Hi team and community,
I noticed that the API pricing for GLM-5.1 is higher than GLM-5 on the Z.ai platform:
GLM-5.1: Input $1.4 / Output $4.4
GLM-5: Input $1 / Output $3.2
As far as I know, both models share the same architecture and parameter size (744B total, 40B active MoE).
So my question is: Why the price increase?
Is the inference efficiency worse due to defaults like Thinking Mode or agentic optimizations? Or is it purely a business decision (value-based pricing) because GLM-5.1 is highly optimized and much smarter via post-training?
What puzzles me most is that since GLM-5 and GLM-5.1 share the same architecture and parameter size, the inference cost (hardware requirement) should be identical. In an open-source ecosystem, anyone hosting the model would simply replace 5 with 5.1 at zero additional operational cost.
Therefore, choosing 5 over 5.1 just because it's 'cheaper' seems fundamentally irrational from a purely technical standpoint.
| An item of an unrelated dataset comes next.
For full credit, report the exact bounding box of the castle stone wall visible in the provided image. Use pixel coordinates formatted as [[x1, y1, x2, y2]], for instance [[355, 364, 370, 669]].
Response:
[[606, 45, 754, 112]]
Is this API pricing strictly a business strategy (value-based pricing to recover R&D costs), or is there an invisible technical overhead in 5.1 that I'm missing?"
I'd love to hear the technical or strategic reasons behind this. Thanks!
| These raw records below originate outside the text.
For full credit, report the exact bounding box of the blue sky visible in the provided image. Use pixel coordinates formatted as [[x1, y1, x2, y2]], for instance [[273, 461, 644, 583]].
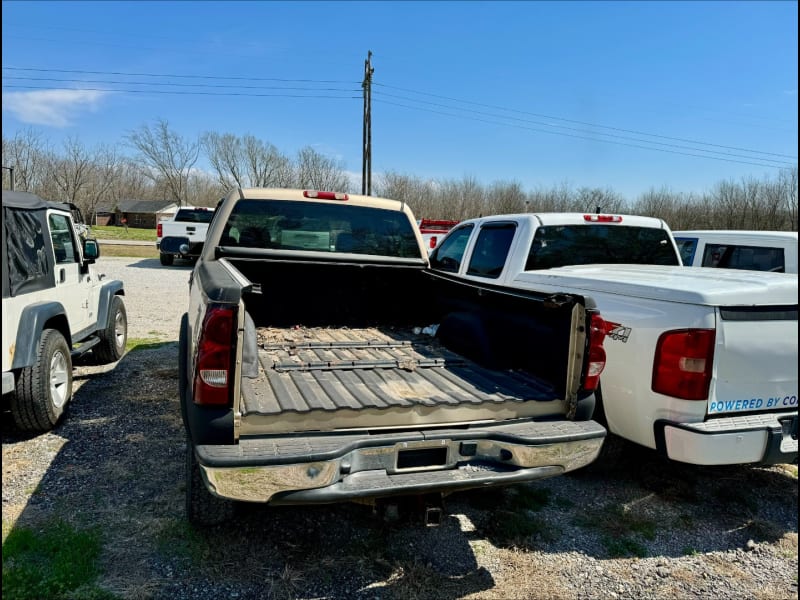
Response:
[[2, 1, 798, 200]]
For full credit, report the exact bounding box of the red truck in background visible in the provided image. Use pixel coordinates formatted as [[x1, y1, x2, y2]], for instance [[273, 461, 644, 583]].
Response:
[[417, 219, 460, 253]]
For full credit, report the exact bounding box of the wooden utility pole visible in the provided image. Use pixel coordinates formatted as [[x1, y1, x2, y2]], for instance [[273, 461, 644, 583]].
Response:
[[361, 50, 375, 196]]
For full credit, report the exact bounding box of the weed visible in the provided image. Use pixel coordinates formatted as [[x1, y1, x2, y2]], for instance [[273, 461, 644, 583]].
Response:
[[601, 535, 647, 558], [3, 520, 114, 600], [125, 337, 171, 352]]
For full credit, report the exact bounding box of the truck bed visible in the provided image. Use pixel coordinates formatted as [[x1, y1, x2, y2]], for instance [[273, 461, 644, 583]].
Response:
[[240, 327, 559, 433]]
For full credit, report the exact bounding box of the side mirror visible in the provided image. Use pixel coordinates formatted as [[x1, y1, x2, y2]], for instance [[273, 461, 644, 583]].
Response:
[[83, 240, 100, 265]]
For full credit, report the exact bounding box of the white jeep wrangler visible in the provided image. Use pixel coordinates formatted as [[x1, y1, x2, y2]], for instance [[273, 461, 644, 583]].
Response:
[[2, 190, 128, 432]]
Yes, I also wonder why GLM-5 shares the core technology DSA with and having a comparable size with DeepSeek-V3.2 (744B-A40B vs 671B-A37B) but is several times the price of the latter, it might be purely commercial considerations. (as you can notice that almost all providers on OpenRouter match their price to the official's)
I suspect there might ( not sure) be 2 reason for this :
1)Chinese computation is much cheaper (due to abundance of energy and subsidy)....even though amarican chips are better .... , So American servers (like openrouter) easily gets undercut in front of Chinese computation ...
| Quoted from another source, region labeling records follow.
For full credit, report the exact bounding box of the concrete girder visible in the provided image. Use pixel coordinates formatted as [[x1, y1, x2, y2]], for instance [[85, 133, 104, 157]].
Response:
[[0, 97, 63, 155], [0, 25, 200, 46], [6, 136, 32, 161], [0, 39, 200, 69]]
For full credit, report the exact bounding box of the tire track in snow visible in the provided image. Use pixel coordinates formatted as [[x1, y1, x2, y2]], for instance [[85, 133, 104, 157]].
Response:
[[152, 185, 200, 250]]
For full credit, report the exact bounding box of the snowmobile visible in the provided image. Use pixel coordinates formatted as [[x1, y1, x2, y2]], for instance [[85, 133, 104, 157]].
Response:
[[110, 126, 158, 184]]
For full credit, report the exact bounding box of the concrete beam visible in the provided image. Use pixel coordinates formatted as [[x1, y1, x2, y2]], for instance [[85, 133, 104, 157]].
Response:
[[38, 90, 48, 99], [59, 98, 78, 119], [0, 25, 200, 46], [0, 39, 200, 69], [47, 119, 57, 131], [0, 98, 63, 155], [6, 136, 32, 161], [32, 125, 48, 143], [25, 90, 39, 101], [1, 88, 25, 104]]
2) Data War: using point-(1) as leverage .....Chinese Companies are aggressively selling their own API/Openclaw services (even at a loss) [...that's one of the reasons that some Chinese models are getting proprietary(like glm-turbo series)].......so if you don't want to pay premium ...grab their CODING-plan🤓.
What puzzles me most is that since GLM-5 and GLM-5.1 share the same architecture and parameter size, the inference cost (hardware requirement) should be identical.
This assumption is not correct which might be where the confusion comes in. Here is a short explanation from ChatGPT:
Since GLM-5 and GLM-5.1 appear to be very similar MoE models with roughly the same active parameter count, their baseline per-token compute and minimum weight-memory requirements should be broadly similar. But their real inference cost is not guaranteed to be identical, because serving cost also depends on exact parameter count, routing behavior, attention implementation, context/output lengths, quantization, batching, cache behavior, inference framework, and any “thinking”/agentic usage patterns.